For many retired couples across Australia, the Age Pension provides the financial foundation that keeps everyday life running smoothly. From groceries and electricity bills to medical expenses and transport, pension income plays a central role in managing retirement budgets.
In March 2026, attention has turned once again to the government’s regular pension indexation review. A key question facing many retirees is whether the maximum combined pension of around $1,777 per fortnight for couples could increase further following the March 20 decision.
For Brisbane retirees David and Linda Carter, even a small increase could make a difference.
“We’ve noticed prices rising everywhere,” David said. “A little more in the pension helps cover those extra costs.”
Here’s what the upcoming decision could mean for couples relying on the Age Pension.
Why the March 20 Review Matters
Australia’s pension system includes automatic indexation twice every year to keep payments aligned with inflation and living costs.
These adjustments occur in:
- March
- September
During the review, the government evaluates economic indicators such as:
- Consumer Price Index (CPI)
- Pensioner and Beneficiary Living Cost Index
- Wage growth benchmarks
If these indicators increase, pension payments may be adjusted upward.

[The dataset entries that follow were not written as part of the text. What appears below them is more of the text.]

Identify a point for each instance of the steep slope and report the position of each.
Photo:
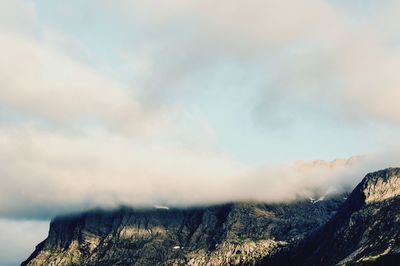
(365, 231)
(230, 234)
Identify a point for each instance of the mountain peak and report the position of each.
(381, 185)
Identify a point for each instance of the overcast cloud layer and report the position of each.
(191, 102)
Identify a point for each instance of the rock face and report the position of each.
(230, 234)
(365, 231)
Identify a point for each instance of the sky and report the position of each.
(185, 102)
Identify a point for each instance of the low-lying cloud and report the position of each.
(48, 173)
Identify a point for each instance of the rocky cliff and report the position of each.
(365, 231)
(229, 234)
(361, 229)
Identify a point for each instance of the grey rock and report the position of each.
(229, 234)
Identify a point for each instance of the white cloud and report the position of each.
(18, 239)
(317, 55)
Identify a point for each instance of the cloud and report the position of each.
(18, 239)
(77, 143)
(45, 174)
(316, 56)
(38, 81)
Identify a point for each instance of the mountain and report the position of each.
(229, 234)
(361, 228)
(365, 231)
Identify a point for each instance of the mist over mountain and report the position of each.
(360, 228)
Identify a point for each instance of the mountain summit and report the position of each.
(365, 231)
(357, 229)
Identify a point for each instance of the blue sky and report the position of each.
(226, 92)
(189, 102)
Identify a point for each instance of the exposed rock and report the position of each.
(365, 231)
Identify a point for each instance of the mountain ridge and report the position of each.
(361, 228)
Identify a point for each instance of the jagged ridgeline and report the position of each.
(360, 230)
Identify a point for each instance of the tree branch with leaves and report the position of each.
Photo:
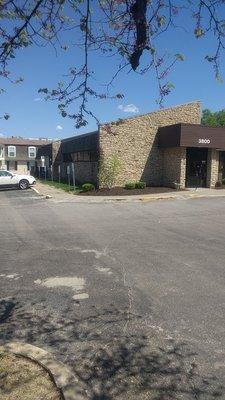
(128, 31)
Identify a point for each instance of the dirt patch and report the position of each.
(119, 191)
(23, 379)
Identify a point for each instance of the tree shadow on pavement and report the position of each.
(109, 362)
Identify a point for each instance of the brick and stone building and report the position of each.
(168, 147)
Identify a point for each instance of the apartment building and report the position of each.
(19, 154)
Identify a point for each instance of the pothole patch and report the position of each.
(81, 296)
(75, 283)
(10, 276)
(72, 282)
(104, 270)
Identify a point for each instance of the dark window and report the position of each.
(67, 157)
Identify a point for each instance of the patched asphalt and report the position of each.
(131, 296)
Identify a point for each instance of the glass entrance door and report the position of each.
(196, 167)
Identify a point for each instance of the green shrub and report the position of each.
(129, 185)
(87, 187)
(140, 185)
(109, 171)
(218, 184)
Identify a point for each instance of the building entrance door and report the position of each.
(196, 167)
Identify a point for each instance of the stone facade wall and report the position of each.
(212, 167)
(135, 142)
(174, 166)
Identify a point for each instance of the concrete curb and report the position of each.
(35, 190)
(41, 195)
(62, 376)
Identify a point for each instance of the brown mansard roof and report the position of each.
(15, 141)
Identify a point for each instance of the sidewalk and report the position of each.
(59, 195)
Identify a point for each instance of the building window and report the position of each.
(32, 152)
(12, 151)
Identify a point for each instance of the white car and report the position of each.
(9, 179)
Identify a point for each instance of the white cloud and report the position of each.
(130, 108)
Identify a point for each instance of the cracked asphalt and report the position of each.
(130, 295)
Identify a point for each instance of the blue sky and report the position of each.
(32, 117)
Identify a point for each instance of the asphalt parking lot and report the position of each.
(131, 296)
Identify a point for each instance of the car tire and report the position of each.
(23, 184)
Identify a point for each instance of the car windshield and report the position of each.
(5, 173)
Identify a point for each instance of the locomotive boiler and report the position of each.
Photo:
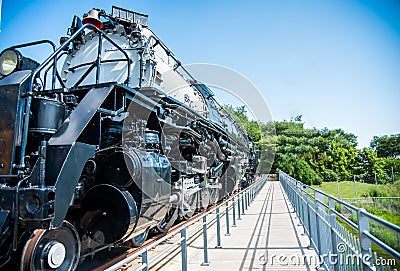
(107, 139)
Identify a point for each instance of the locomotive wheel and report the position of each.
(56, 249)
(138, 240)
(168, 220)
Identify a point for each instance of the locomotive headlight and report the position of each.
(9, 61)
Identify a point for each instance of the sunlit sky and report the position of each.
(337, 63)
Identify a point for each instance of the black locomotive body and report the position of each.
(105, 140)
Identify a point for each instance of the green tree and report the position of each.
(386, 146)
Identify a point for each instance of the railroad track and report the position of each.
(108, 256)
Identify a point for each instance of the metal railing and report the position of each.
(238, 204)
(352, 240)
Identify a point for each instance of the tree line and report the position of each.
(316, 155)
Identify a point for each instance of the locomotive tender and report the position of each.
(107, 139)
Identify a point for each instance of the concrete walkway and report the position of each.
(267, 237)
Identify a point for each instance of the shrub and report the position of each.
(329, 175)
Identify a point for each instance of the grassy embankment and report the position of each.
(347, 190)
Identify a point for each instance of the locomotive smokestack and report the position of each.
(93, 18)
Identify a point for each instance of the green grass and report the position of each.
(346, 189)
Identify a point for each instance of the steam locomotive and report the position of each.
(108, 138)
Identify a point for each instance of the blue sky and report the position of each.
(337, 63)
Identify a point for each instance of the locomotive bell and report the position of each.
(93, 18)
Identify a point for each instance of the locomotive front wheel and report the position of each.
(56, 249)
(168, 220)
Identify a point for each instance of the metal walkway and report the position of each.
(266, 237)
(276, 225)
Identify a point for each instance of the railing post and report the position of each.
(365, 243)
(205, 242)
(246, 199)
(308, 216)
(218, 229)
(227, 218)
(332, 224)
(243, 199)
(319, 209)
(233, 212)
(239, 206)
(184, 249)
(145, 260)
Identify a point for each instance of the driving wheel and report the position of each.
(55, 249)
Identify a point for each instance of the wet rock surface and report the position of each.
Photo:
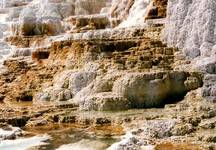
(99, 68)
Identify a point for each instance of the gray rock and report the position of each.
(209, 88)
(106, 101)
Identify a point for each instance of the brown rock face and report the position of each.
(158, 10)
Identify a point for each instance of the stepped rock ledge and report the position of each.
(141, 72)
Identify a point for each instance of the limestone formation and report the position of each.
(95, 70)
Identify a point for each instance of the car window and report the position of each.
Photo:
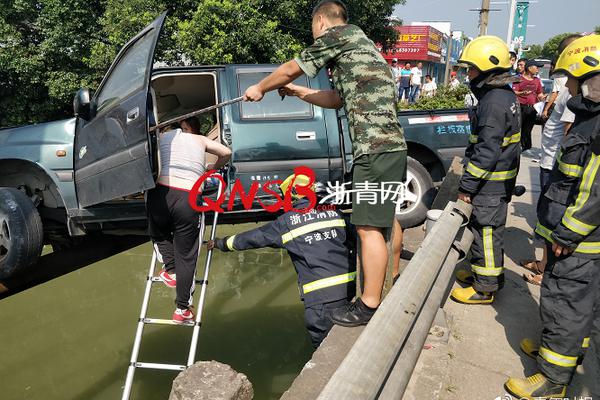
(271, 106)
(128, 75)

Current Pension Rates for Couples
As of early 2026, the maximum combined pension payment for couples is around $1,777 per fortnight.
This figure includes:
- Base pension payments
- Pension supplements
- Energy supplements
Each partner receives their own payment, which together forms the household pension amount.
Current Age Pension Payment Structure
| Recipient Type | Fortnightly Payment |
|---|---|
| Single pensioner | About $1,178 |
| Couple combined | About $1,777 |
Actual payments may vary depending on income and assets.
Why an Increase Is Possible
Several economic factors could influence the March decision.
In recent months, Australians have experienced rising costs in areas such as:
- Electricity and gas
- Food and groceries
- Health insurance
- Rent and housing costs
Because pension payments are designed to reflect changes in living costs, higher inflation can trigger increases.
Real Impact for Retired Couples
Linda Carter says the pension increase helps keep household finances stable.
“Our grocery bill is definitely higher than it used to be,” she said. “Even an extra $20 or $30 a fortnight helps.”
For retirees living on fixed incomes, small increases can make budgeting easier.
Income and Asset Tests Still Apply
Even if pension rates increase, eligibility rules remain unchanged.
Centrelink determines pension payments using two tests.
Income Test
Income from employment, investments or superannuation may reduce pension payments.
Asset Test
Assets such as savings, shares and investment properties are assessed.
However, the family home is generally excluded.
What Couples Should Do Before the Review
Experts recommend that pensioners take a few steps to stay informed.
- Monitor Centrelink announcements after March 20.
- Check payment summaries in their Centrelink accounts.
- Ensure income and asset details are accurate.
- Review any financial changes that could affect eligibility.
Frequently Asked Questions (Q&A)
1. What is the maximum couple pension in 2026?
About $1,777 per fortnight combined.
2. When will the review take place?
March 20, 2026.
3. Will pensioners need to apply for increases?
No.
4. What do single pensioners receive?
Around $1,178 per fortnight.
5. Why are pensions reviewed?
To keep pace with inflation.
6. How often are pension payments adjusted?
Twice each year.
7. Does income affect pension payments?
Yes.
8. Does the family home count as an asset?
No.
9. Can couples receive a part pension?
Yes.
10. Will there be another review in 2026?
Yes in September.
11. Can pension payments decrease?
Yes if income or assets increase.
12. Are supplements included in the pension?
Yes.
13. How often are payments made?
Every two weeks.
14. Where can pensioners check updates?
Through Centrelink.
15. Why are pension increases usually modest?
They are tied to economic indicators.
With the March 20 review approaching, millions of Australian retirees will be watching closely to see whether pension payments increase again. While the adjustments are usually modest, they remain an important source of financial stability for couples relying on the Age Pension.